Plus grande province autonome de Chine avec 21 millions d’habitants, le Xinjiang – "nouvelle frontière", en mandarin – est voisin de sept pays, parmi lesquels la Russie, l’Inde, le Pakistan et l’Afghanistan. C’est un carrefour dont les autorités souhaiteraient faire une plateforme commerciale vers l’Asie centrale, le Moyen-Orient et l’Afrique. Problème : cette province historiquement peuplée d’Ouïgours musulmans et turcophones est devenue, selon les autorités, un foyer terroriste infiltré par les talibans et Al-Qaïda.
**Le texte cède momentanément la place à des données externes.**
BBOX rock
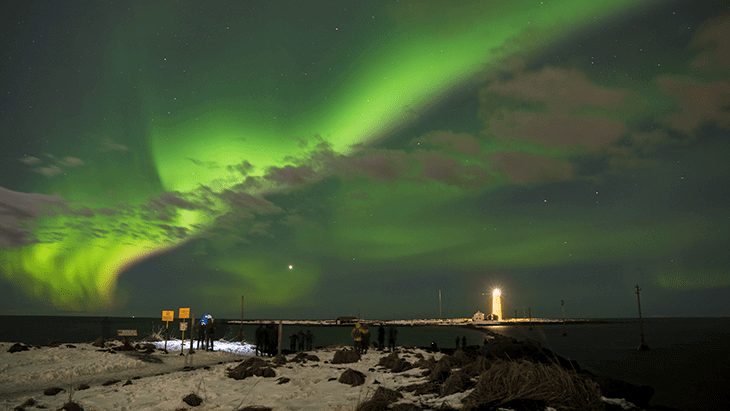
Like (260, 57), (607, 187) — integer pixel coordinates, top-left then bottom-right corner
(584, 372), (654, 409)
(227, 357), (276, 380)
(332, 350), (360, 364)
(183, 393), (203, 407)
(292, 352), (319, 363)
(337, 368), (365, 387)
(43, 387), (65, 395)
(59, 401), (84, 411)
(357, 386), (403, 410)
(8, 343), (29, 353)
(390, 403), (423, 411)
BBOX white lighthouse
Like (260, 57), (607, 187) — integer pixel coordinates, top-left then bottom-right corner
(492, 288), (502, 321)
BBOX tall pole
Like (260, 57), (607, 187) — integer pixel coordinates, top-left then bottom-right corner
(636, 284), (649, 350)
(238, 295), (245, 344)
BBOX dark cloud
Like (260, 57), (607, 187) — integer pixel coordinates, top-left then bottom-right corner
(413, 131), (482, 156)
(159, 192), (202, 210)
(99, 137), (129, 151)
(20, 157), (42, 166)
(33, 164), (63, 178)
(0, 187), (66, 248)
(421, 153), (489, 188)
(490, 151), (575, 184)
(186, 157), (219, 170)
(216, 190), (283, 214)
(480, 67), (633, 150)
(155, 224), (189, 240)
(657, 77), (730, 134)
(70, 207), (94, 217)
(344, 150), (409, 181)
(248, 221), (274, 238)
(96, 208), (119, 215)
(264, 165), (315, 185)
(228, 160), (253, 176)
(690, 13), (730, 72)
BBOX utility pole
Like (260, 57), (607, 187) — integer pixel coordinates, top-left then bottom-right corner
(636, 284), (649, 350)
(238, 295), (246, 343)
(560, 300), (568, 337)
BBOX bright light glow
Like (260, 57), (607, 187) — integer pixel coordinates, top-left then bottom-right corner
(492, 288), (502, 321)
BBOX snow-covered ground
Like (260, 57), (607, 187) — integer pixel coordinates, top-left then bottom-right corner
(0, 340), (640, 411)
(0, 340), (464, 411)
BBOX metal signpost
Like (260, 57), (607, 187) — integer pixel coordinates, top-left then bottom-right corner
(180, 308), (188, 355)
(162, 311), (175, 353)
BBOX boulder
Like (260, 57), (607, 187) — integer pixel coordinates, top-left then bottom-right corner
(332, 350), (360, 364)
(337, 368), (365, 387)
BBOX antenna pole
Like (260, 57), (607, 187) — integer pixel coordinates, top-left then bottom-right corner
(635, 284), (649, 350)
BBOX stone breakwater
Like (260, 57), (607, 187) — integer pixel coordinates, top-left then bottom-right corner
(228, 330), (684, 411)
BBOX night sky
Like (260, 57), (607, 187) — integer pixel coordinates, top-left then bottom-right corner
(0, 0), (730, 319)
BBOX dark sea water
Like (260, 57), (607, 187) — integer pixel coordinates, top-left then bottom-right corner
(0, 316), (730, 411)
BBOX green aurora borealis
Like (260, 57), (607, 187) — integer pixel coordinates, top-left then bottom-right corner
(0, 0), (730, 318)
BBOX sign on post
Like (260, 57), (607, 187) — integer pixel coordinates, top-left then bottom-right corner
(162, 310), (175, 353)
(180, 308), (190, 355)
(162, 311), (175, 321)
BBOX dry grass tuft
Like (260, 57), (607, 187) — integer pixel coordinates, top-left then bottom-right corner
(462, 355), (492, 378)
(226, 357), (276, 380)
(462, 361), (605, 411)
(330, 350), (360, 364)
(355, 387), (403, 411)
(337, 368), (365, 387)
(440, 370), (474, 397)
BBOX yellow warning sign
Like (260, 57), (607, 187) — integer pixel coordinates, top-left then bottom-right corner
(162, 311), (175, 321)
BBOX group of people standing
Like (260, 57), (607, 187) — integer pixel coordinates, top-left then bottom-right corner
(289, 330), (314, 352)
(350, 322), (398, 354)
(197, 313), (218, 351)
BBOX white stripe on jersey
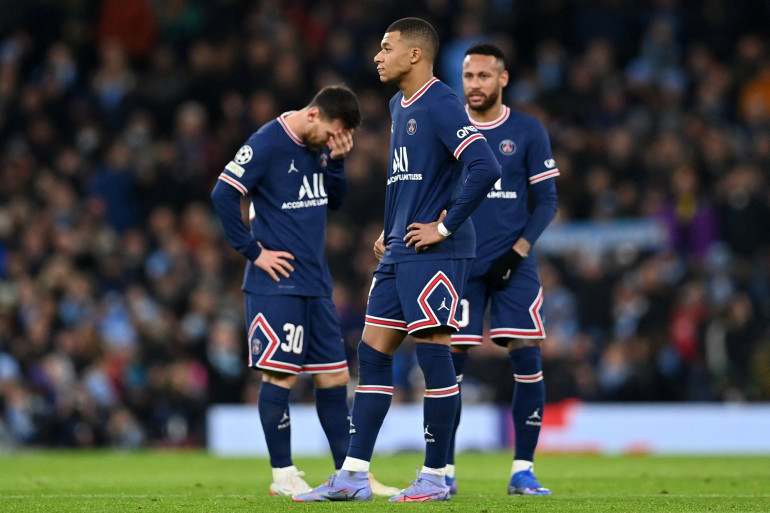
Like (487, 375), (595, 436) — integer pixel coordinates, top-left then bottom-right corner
(219, 173), (249, 196)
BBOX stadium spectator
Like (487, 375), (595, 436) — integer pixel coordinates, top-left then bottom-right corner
(0, 0), (770, 446)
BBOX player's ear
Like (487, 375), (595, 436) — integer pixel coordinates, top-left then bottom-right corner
(500, 69), (511, 87)
(409, 46), (422, 64)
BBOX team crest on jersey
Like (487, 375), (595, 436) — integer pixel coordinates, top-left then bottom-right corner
(406, 118), (417, 135)
(497, 139), (516, 156)
(233, 144), (254, 165)
(251, 337), (262, 354)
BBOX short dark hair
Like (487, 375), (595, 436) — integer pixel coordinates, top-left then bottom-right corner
(465, 43), (505, 69)
(308, 85), (361, 130)
(385, 18), (438, 62)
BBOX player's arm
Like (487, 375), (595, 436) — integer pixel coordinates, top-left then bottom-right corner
(484, 123), (559, 289)
(404, 136), (500, 251)
(211, 147), (294, 281)
(484, 179), (556, 290)
(444, 137), (501, 233)
(324, 130), (353, 210)
(211, 179), (262, 262)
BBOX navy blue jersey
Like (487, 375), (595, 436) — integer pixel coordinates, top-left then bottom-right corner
(471, 105), (559, 276)
(381, 78), (500, 264)
(212, 114), (346, 296)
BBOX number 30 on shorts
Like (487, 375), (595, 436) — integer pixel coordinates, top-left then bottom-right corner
(281, 322), (305, 354)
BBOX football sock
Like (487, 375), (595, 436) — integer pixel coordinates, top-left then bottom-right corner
(315, 386), (350, 469)
(415, 342), (460, 475)
(257, 381), (292, 468)
(342, 340), (393, 464)
(447, 352), (468, 466)
(509, 347), (545, 462)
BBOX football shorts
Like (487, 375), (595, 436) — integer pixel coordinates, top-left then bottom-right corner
(245, 293), (348, 374)
(366, 259), (471, 333)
Chef du Parti islamique du Turkestan (PIT), Abdullah Mansour a menacé : "Le Turkestan oriental [nom donné au Xinjiang par les séparatistes] et tous les musulmans du monde vont se dresser contre la Chine." Le PIT, qui se réclame d’Al-Qaïda, est soupçonné d’être derrière les attentats dont Pékin, Kunming et Ouroumtsi, la capitale du Xinjiang, ont été le théâtre depuis octobre 2013. Le pouvoir central pensait avoir réglé la question ouïgoure en réprimant les émeutes de 2009.

Il s’est trompé mais n’a pas renoncé pour autant à la brutalité. L’armée quadrille la province, le ramadan a été interdit et les prêches des imams ont été censurés. Au-delà de la minorité ouïgoure, ce sont tous les musulmans de Chine qui sont étroitement surveillés.